Okma und Relups sind aber ein anderer, der neue Weg, sagt Andreas Ederer: "Das ist ein gegenseitiges Befruchten beim Arbeiten. Und bei den HörerInnen kommt wie bei jeder Musik dann die Frage: Gefällt es mir oder gefällt es mir nicht? Kann ich etwas damit anfangen oder lässt es mich kalt?"

Spaßprojekt oder politischer Anspruch?

Das Label Audiolith ist allerdings vor allem für Trashproduktionen wie der Tante Renate oder Bratze bekannt. Angst als neuestes Spaßprojekt bei Audiolith gehandelt zu werden, haben Okma und Relups aber nicht: "Die erste Single ist jetzt schon eher in die Richtung" gibt Relups zu "Aber wir schauen ja erst mal was passiert. Lustige Band – das kommt darauf an, wie das weitergeht, ob wir lustige Songs machen" - "Oder ob wir traurige Songs machen oder was auch immer machen", fällt ihm Okma ins Wort. Ihm missfällt Spaßmusik nicht: "Ich würd mich da sogar freuen drüber! Ich würde ja gerne mal mit dem Lukas Plöchl eine Nummer zu machen, das würde mir schon taugen."
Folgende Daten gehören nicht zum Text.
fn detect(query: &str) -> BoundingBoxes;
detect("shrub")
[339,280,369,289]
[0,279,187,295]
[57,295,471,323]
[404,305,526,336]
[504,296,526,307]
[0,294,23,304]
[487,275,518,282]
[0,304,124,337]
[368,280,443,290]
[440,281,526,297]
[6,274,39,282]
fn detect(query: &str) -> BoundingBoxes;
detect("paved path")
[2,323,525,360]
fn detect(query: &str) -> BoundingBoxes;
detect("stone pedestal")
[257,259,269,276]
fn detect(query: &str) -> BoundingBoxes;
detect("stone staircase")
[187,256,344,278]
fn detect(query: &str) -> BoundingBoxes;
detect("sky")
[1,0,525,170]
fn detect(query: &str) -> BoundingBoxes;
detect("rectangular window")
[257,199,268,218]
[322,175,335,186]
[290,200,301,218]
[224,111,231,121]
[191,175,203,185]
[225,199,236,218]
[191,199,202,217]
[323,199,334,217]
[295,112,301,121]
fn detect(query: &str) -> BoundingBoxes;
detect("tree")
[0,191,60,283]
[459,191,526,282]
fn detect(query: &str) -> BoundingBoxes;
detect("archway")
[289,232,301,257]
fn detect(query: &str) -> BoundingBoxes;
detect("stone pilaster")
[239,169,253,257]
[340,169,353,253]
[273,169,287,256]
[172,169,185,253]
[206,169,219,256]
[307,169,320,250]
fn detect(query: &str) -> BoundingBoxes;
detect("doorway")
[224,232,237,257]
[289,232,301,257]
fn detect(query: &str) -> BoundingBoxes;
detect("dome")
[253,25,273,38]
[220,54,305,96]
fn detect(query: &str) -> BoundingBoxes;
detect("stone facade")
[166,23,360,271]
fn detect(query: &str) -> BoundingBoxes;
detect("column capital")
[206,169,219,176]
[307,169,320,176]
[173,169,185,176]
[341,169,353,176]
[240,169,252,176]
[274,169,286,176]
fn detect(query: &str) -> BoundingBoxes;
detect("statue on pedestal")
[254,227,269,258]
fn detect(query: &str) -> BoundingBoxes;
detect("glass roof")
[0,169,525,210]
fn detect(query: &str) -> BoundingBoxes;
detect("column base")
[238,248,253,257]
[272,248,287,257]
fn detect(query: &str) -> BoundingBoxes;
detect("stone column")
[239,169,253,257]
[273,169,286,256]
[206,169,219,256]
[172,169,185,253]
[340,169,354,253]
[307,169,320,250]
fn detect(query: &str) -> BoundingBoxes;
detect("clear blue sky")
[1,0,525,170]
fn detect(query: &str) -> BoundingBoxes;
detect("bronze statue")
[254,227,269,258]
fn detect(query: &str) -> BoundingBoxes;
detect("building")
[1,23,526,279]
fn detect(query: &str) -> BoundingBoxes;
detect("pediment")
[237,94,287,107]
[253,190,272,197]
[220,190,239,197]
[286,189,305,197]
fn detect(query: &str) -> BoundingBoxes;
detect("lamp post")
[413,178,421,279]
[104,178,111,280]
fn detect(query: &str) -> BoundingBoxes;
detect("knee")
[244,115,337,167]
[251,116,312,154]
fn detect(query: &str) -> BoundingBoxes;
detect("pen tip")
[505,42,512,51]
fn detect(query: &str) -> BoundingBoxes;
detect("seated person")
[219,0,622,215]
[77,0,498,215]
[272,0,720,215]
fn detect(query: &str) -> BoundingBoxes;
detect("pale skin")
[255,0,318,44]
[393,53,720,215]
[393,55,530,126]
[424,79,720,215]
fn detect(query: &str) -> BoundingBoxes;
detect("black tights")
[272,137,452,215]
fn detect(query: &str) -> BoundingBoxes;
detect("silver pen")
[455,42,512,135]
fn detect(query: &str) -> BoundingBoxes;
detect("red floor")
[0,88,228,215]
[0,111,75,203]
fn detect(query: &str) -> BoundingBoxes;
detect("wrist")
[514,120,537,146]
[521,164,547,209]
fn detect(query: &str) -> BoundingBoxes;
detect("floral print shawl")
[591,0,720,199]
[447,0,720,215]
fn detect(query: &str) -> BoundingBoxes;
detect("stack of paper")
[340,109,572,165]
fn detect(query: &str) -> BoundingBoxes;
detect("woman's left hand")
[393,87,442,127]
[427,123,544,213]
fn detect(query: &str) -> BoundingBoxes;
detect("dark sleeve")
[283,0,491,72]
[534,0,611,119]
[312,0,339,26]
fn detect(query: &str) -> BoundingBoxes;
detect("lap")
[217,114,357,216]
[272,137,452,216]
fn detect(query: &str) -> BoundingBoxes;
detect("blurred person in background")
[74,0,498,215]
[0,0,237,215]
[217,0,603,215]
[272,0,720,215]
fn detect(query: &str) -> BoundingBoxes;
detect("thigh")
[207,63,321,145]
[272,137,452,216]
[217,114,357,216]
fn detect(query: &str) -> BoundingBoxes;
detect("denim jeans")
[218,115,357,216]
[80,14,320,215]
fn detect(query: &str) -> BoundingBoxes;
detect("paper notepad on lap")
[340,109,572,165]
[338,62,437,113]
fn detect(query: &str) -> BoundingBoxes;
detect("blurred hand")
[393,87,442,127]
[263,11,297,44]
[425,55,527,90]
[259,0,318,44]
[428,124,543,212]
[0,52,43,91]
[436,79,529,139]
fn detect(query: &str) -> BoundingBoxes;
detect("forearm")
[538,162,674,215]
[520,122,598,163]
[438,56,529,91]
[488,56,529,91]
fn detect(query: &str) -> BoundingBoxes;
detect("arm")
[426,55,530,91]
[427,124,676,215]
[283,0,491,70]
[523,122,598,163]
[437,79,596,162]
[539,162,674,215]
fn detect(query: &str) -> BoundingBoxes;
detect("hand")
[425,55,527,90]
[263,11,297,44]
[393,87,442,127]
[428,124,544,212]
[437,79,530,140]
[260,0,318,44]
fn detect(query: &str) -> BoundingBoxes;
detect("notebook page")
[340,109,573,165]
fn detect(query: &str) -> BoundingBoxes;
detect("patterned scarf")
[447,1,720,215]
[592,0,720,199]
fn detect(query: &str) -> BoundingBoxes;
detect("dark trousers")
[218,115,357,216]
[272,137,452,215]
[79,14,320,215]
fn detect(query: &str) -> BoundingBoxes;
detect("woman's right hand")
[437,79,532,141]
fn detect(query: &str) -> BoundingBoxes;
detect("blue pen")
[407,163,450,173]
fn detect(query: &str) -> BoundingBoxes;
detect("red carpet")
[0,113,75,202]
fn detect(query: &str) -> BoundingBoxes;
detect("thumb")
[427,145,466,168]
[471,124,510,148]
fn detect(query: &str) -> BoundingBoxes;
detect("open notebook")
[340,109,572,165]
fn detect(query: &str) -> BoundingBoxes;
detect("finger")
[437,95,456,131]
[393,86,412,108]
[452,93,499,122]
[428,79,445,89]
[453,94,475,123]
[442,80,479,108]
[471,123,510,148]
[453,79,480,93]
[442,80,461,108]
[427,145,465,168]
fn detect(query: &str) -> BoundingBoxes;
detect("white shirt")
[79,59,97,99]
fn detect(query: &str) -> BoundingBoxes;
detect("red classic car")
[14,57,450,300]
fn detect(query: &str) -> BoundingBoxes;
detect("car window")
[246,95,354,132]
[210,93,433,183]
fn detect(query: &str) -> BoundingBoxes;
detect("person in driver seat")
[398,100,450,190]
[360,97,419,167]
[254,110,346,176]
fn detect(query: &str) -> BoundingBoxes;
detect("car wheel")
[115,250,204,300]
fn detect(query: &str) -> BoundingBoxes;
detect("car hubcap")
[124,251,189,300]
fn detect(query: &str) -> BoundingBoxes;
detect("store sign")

Jetzt geht Relups nach abgeschlossenem Studium jedenfalls erst mal ein halbes Jahr auf Reisen, Okma spielt in einem Film mit und möchte gerne seine Verlobte heiraten. Im November kommt das neue Album heraus und ab da gibt es die zwei dann auch wieder live zu sehen. Bisherige Auftritte waren ein Erfolg: "Der Markus bringt eine irrsinnige Energie auf die Bühne, die Leute gehen total mit", erzählt Relups. "Es gab hauptsächlich positive Rückmeldungen."

fm4/irmi wutscher

Ein paar blöde Kommentare oder Postings gibt’s aber scheinbar immer, erzählen Okma und Relups: "Wir haben auf Youtube ein Video veröffentlich, darunter hat irgendwer gepostet, wofür man sich als Wiener nicht alles schämen muss." sagt Relups. Okma erklärt: "Der kommt mit meiner Art und Weise nicht zurecht, dass ich halt so bin wie ich bin. Leute regen sich auch auf, warum ein depperter Behinderter da jetzt Musik machen darf." Das habe die beiden schon gekränkt, meinen sie. "Aber es steht jedem offen seine Meinung zu sagen" sagt Relups. "Mir ist das egal, wir machen weiter!"